With the city of Salvador as his inspiration and his audience, Borba incorporates the community in his art, Sun explained.
“In Bel’s world, everything he can produce by hand,” he said. “By his own hand, or a group of friends or his colleagues or sometimes he just wants to be able to support some for the regular, blue-collar labor workers. He will gather them to create public art.”
Costantini said Borba’s work has had a transformative effect on the Salvadoran community.
“I feel like a lot of films have been depicted about Brazil in terms of some negative connotations, like poverty and drugs and all this stuff,” he said. “And it’s not to say, of course, that these things don’t exist. We’re not ignoring them, but this is really a pretty positive film because it really focuses on how one person, through his art, is able to transform the community and bring the community together.”
Citizens of different backgrounds and various ages have helped bring Borba’s visions to life, Costantini said.

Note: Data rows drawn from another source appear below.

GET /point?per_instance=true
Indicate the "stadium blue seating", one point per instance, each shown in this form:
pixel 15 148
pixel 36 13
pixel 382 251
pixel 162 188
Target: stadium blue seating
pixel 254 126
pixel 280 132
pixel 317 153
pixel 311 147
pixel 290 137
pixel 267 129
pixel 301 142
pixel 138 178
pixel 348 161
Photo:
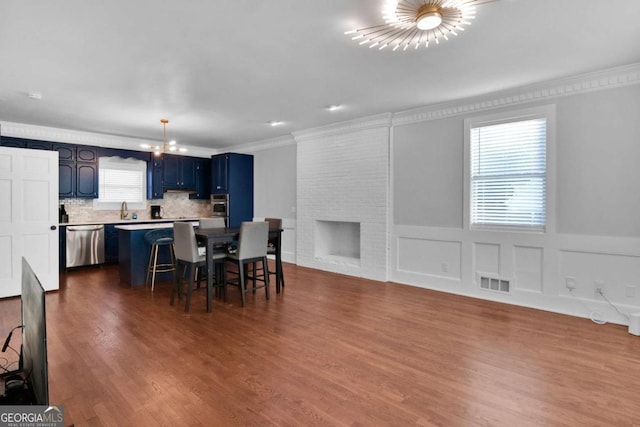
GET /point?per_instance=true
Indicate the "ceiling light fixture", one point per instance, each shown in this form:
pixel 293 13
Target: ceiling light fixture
pixel 166 147
pixel 417 23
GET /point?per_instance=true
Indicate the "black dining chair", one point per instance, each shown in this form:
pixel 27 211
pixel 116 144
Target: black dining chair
pixel 190 259
pixel 252 249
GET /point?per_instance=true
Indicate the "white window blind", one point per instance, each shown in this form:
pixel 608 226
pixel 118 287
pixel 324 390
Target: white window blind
pixel 508 174
pixel 121 180
pixel 120 185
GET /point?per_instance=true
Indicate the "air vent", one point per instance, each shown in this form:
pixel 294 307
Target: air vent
pixel 494 284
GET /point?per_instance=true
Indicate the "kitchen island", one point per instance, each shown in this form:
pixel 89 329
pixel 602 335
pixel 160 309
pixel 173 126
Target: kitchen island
pixel 134 252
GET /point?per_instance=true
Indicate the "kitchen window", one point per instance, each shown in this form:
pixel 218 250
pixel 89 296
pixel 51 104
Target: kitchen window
pixel 507 170
pixel 121 180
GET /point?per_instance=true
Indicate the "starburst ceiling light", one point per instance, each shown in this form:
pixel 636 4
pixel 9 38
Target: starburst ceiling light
pixel 416 23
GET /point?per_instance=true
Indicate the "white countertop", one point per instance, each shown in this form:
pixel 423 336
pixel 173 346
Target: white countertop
pixel 130 221
pixel 152 226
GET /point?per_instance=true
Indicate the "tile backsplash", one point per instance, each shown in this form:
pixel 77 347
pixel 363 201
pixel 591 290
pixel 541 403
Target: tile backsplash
pixel 174 205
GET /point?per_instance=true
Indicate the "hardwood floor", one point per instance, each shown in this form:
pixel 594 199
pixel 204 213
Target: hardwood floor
pixel 329 350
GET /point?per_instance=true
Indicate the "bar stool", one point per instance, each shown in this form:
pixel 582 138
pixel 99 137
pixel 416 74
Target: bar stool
pixel 157 238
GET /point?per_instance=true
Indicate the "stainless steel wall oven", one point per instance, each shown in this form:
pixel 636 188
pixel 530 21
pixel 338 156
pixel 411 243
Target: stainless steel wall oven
pixel 220 206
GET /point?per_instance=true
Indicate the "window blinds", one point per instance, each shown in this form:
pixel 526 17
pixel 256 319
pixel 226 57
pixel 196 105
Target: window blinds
pixel 508 174
pixel 120 185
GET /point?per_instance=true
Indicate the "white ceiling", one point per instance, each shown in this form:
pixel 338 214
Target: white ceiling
pixel 221 70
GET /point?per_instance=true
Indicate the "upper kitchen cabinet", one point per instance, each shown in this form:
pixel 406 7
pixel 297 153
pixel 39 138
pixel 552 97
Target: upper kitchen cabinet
pixel 219 167
pixel 203 181
pixel 77 171
pixel 154 178
pixel 179 173
pixel 232 174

“There’s several scenes, actually, where he’ll start making work because they said ‘Oh, we’d love to have some work here,’” he said. “And all the sudden, literally everybody is involved. Everyone from 2- or 3-year-old kids to 85-year-old men all working together, you know, based upon sometimes their ideas, sometimes his. But really you get this idea of how art can transform, not only just visually but in the process aspect.”
In making the film, which they both described as having a “certain amount of lyricism,” Sun and Costantini said they were unsure about their target audience. After screenings in San Jose, Calif. and Phoenix, Ariz., led to positive reviews, the directors felt more confident about the documentary’s relatability.
“We originally thought we made a very specific film about artists in Brazil – it won’t have much of a public appeal to the general audiences,” Sun said. “But so far it’s proved us wrong.”
Fused with the creativity he incites, Borba’s personality gives the film an exuberance, Sun said.
“I think how Bel connects to general audiences is he’s a very charming and likeable personality, also he’s a do-er,” he said. “Basically people get very moved by this guy constantly making things. I think everybody wants to be creative or do things and then once you see a guy relentlessly keep making something and eventually transform his own life and a city’s life – or other people’s lives, a community’s life – I think that’s quite taken a lot of just general audiences we encountered through our journey.”